Ophthalmologists distinguish between several types of retinal detachment, among them:
- Rhegmatogenous - occurs when the retinal breaks. In this case, detachment can appear from several hours to several months.
- Serous or exudative - fluid accumulation in the layer in front of the retina contributes to its separation. Inflammatory processes or tumours might be a reason for this.
- Traction develops due to scars. This type is often related to diabetes, previous surgeries, or premature babies.
- Detachment of retinal pigment epithelium - happens when fluid accumulates under the retinal pigment layer. It may be due to complex eye disorders.
In general, this disease is quite rare. The most common form is rhegmatogenous, which affects one in 10,000 people annually. According to the data, the elderly and people with severe myopia are more likely to suffer from retinal detachment.
It is worth mentioning that a retinal hole is a minor defect within the retina that may precede its complete rupture or detachment. This condition sometimes is an impressive risk factor for retinal detachment.

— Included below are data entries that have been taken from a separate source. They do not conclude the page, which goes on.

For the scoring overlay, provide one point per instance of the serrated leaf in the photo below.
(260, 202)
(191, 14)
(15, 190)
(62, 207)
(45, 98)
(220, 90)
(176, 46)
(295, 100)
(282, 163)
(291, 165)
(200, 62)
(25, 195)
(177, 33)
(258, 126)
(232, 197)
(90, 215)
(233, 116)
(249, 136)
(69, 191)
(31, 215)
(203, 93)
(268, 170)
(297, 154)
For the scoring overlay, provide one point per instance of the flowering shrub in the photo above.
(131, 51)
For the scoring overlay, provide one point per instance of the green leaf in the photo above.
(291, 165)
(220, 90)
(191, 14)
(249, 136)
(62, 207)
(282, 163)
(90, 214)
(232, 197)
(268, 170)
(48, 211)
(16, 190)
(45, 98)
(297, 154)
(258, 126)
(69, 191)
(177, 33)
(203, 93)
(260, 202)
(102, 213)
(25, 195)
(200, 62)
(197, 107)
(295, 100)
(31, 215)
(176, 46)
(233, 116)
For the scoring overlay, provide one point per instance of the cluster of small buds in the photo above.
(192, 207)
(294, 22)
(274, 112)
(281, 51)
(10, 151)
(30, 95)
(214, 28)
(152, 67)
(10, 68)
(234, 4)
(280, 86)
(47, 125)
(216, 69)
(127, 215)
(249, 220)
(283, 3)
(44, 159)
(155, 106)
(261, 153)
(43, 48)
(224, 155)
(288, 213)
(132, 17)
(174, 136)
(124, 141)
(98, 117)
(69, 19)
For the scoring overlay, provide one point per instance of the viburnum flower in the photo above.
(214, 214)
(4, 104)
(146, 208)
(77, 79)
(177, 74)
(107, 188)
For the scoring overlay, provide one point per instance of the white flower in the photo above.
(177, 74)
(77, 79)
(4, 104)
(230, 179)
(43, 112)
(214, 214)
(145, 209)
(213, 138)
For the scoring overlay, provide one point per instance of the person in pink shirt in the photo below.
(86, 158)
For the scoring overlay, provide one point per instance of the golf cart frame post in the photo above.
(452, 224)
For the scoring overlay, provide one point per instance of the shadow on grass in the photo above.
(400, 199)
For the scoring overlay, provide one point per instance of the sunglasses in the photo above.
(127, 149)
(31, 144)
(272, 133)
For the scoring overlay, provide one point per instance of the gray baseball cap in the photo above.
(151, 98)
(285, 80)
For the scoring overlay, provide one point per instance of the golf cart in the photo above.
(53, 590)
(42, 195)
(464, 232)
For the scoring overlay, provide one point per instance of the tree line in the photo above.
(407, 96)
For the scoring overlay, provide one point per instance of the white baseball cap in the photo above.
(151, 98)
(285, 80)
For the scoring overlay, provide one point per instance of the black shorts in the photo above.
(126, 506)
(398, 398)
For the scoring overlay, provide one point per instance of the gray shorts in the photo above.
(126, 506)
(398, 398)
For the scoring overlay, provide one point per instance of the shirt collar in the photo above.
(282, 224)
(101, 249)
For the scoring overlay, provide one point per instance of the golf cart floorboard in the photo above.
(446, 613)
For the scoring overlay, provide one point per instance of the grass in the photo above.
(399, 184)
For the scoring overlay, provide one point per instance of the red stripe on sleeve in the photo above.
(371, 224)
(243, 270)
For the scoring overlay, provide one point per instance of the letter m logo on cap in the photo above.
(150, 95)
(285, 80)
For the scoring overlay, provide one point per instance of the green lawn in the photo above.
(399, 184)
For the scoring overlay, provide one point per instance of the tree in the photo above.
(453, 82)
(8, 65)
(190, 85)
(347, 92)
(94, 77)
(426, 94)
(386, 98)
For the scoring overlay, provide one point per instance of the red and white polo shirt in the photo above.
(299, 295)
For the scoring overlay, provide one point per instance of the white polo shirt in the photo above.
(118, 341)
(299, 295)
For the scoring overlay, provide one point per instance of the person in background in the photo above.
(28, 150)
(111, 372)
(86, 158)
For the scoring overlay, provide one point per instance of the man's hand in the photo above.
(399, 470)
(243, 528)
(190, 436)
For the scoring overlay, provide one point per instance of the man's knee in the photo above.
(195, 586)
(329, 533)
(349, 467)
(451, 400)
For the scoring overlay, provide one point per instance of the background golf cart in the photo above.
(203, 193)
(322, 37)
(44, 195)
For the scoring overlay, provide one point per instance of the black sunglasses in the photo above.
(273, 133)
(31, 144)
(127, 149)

What is the cause of retinal detachment?
In general, older age is the most common risk factor for retinal separation, but there are other factors:
- Eye injury;
- Genetic propensity;
- Myopia of a high degree;
- Rupture or retina detachment in the other eye;
- Condition after eye surgery (cataract or glaucoma surgery).
According to statistics, 40 to 50% of patients with retinal detachment have myopia, approximately 35% of people undergo surgery to remove the lens before a retinal break occurs, and 10-20% of cases have retinal trauma.
Examples of typical causes of retinal detachment:
- Eye injury;
- Eye tumours;
- Rheumatoid arthritis;
- Physical overexertion;
- Postoperative complications;
- Systemic lupus erythematosus;
- Inflammatory processes of the eye;
- Diabetic retinopathy (damage to the retinal vessels due to long-term diabetes).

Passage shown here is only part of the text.